Biotronik said today that it launched enrollment in what it claims to be the first large-scale prospective study exploring sex-specific outcomes in patients with non-ischemic cardiomyopathy treated with a cardiac defibrillator.
The newly launched BIO-LIBRA study aims to enroll up to 1,000 patients, with a minimum of 40% female enrollment, and will explore whether women and men respond differently to defibrillator therapy.
“BIO-LIBRA is a landmark clinical study that will balance our understanding of ventricular arrhythmia events and cause of death in patients with NICM treated with ICDs and CRT-Ds. The study will emphasize enrollment of women to fill the gap that currently exists in our knowledge of ICD effectiveness between sexes,” principal investigator Dr. Valentina Kutyifa of New York’s University of Rochester Medical Center said in prepared remarks.
“Not only will the BIO-LIBRA study enroll a large number of female patients, it is also led by female physicians. As a member of the Electrophysiologist International Community Alliance, advocating for women has been a continuous pursuit. Female physicians involved with BIO-LIBRA will play a pivotal role in its success and demonstrate a clear commitment to advancing healthcare for women,” co-principal investigator Jeanne Poole of Seattle’s University of Washington said in a prepared statement.
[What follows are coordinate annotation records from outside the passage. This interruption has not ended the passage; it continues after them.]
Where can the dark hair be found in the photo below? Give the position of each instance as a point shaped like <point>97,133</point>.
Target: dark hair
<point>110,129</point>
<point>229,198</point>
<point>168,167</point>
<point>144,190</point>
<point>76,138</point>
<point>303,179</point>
Patients in the trial will be treated with a Biotronik implantable cardioverter defibrillator or a cardiac resynchronization therapy defibrillator device, the Germany-based company said. Study investigators will analyze combined risk of all-cause mortality and treated ventricular tachycardia and ventricular fibrilation by both device type and sex, Biotronik added.
“At Biotronik, our priority is innovation that matters. We develop groundbreaking technologies that positively impact cardiac patient populations that are often overlooked. This study is an example of how we are investing in research that ensures all patients receive the best care possible,” Biotronik prez Ryan Walters said in a press release.
Last month, Biortonik said that it’s launching the PK Papyrus covered coronary stent system for acute coronary artery perforations in the U.S.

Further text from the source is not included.